I don’t think [the train] goes every day from Townsville to Cairns, but I’m not really sure. I think you’d have to allow three days. Of course, the best way would be to fly from Cloncurry to Townsville and then fly up to Cairns……
which are not likely to endear the reader to Shute’s beloved country. I also noted that in the male-heavy outback of this novel, pretty English Jean is treated by every man with courtesy and kindness, and never subjected to so much as a wolf-whistle let alone an unwanted pass, except by her beloved.
This novel was written in the 1950s and I was expecting colonial attitudes.
[The Australian] smiled slowly. “I thought you were a lot of boongs,” he said. “You say you’re English, dinky-die?”
Unpleasant but realistic, and it seemed nicely subversive for Shute to show Jean’s growing acceptance of the Malays as equals. But then we get to Australia, and the depiction of the aborigines is unbearable.
The sensitive, intelligent face of the manager of the Carlisle, Eddie Page, who had married his illiterate, inarticulate lubra.

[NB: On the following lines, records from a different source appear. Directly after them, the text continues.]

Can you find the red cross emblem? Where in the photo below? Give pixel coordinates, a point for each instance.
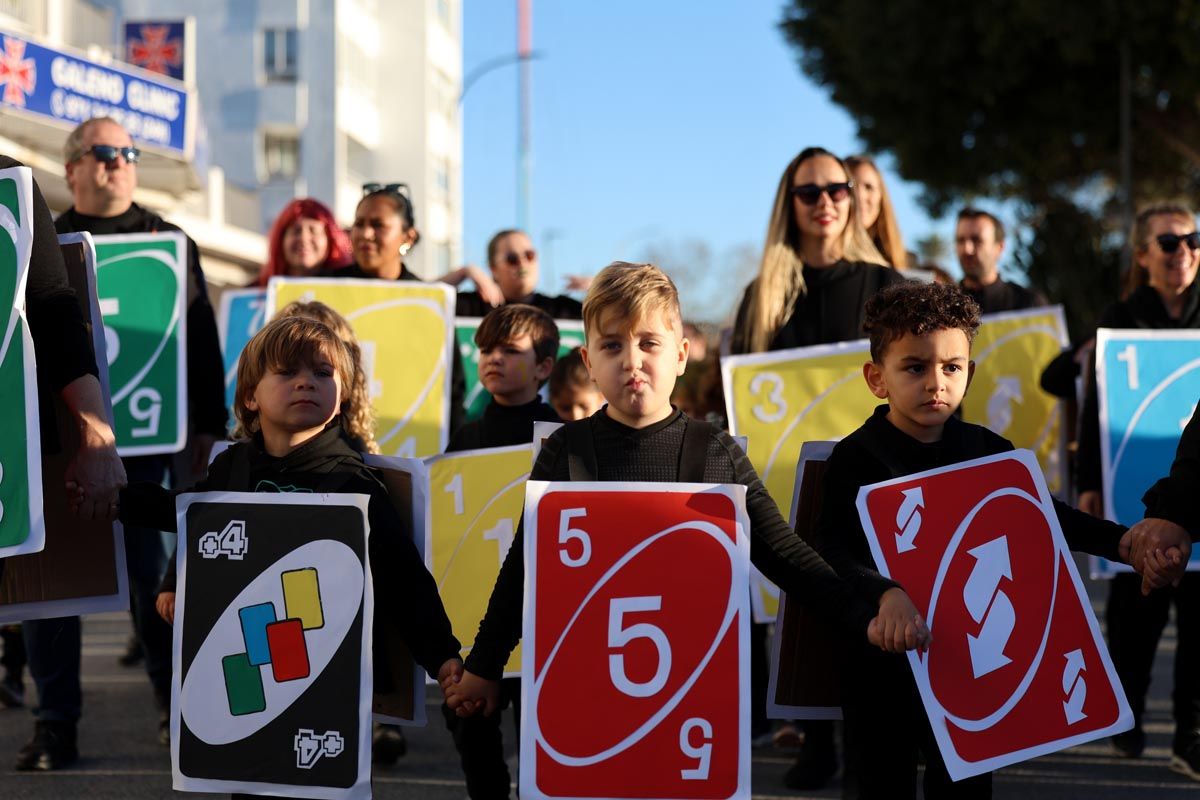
(18, 74)
(154, 50)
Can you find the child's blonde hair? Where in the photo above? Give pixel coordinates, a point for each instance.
(358, 416)
(633, 292)
(285, 343)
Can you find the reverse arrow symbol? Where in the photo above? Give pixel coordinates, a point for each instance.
(990, 606)
(1074, 687)
(909, 519)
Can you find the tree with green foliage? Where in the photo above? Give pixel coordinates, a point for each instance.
(1019, 100)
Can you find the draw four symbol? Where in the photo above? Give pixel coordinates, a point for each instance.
(909, 519)
(990, 606)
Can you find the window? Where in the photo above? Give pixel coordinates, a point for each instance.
(280, 47)
(281, 155)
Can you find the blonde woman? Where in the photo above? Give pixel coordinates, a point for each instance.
(819, 264)
(819, 269)
(877, 215)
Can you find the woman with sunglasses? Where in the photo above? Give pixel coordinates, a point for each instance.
(305, 241)
(819, 269)
(514, 263)
(1161, 293)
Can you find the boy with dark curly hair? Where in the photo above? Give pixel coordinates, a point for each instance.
(921, 364)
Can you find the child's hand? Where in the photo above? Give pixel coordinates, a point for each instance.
(472, 695)
(166, 606)
(899, 625)
(449, 674)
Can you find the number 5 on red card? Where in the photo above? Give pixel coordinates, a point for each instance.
(636, 642)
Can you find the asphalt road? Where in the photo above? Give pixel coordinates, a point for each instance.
(123, 758)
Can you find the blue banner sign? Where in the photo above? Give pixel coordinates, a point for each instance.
(67, 88)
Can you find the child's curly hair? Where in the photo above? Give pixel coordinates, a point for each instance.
(358, 416)
(918, 308)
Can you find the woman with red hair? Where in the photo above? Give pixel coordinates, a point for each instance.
(304, 241)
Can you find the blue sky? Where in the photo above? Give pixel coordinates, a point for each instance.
(654, 124)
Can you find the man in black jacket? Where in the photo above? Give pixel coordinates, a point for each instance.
(101, 168)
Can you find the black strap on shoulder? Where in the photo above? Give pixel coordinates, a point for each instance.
(694, 452)
(581, 451)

This may be realistically reflective of the attitudes of time and place, but what’s harder to take is Jean’s complete acceptance of the bigotry, at the same time as she is determined to upend the rest of the social culture in the small outback town.
“Joe”, she said, “what do I do if a boong comes into the ice-cream parlour and wants a soda?”
He scratched his head. “[..] I don’t think you could serve them in an ice-cream parlour, with a white girl behind the counter.”
She said firmly. “Then I’ll have to have another parlour for them with a black girl in it.”
She’s got two girls employed in the icecream parlour, and one lubra.
The novel becomes frankly ludicrous during the Australian section. Jean had been a secretary for 2 years in a shoe factory, and based on this ‘experience’, she hand-makes a pair of alligator skin shoes with wallaby-skin linings. These are impressive enough for a firm in England to promise to buy anything she makes. She starts a factory, hires women, and without a single hitch, has a thriving business in months. She also starts an ice cream bar, a fresh vegetable shop, a dress shop and other ventures. Her astounding success causes no resentment or irritation in the town, and they are wholly supportive. Did I mention that she also produced two babies during these three years? And caused a decimation of the wallaby population? And drove cross country then rode 40 miles to save an injured Aussie, despite having minimal driving or riding expertise?
The calm but spunky Jean of WWII Malaya morphs into a simpering housewife once married, despite being a business tycoon, and her typical conversation with Joe is along the lines of
“Oh Joe, I couldn’t have said that! “
“You wouldn’t like me to do that?”
I recall Shute’s On the Beach as having an interesting sci-fi premise, fairly well executed. A Town Like Alice hasn’t aged well, but that is partly because it was very flawed from the start.
Ah, such a pity it is so flawed. I usually like to read books set in Malaya, but will give this one a miss!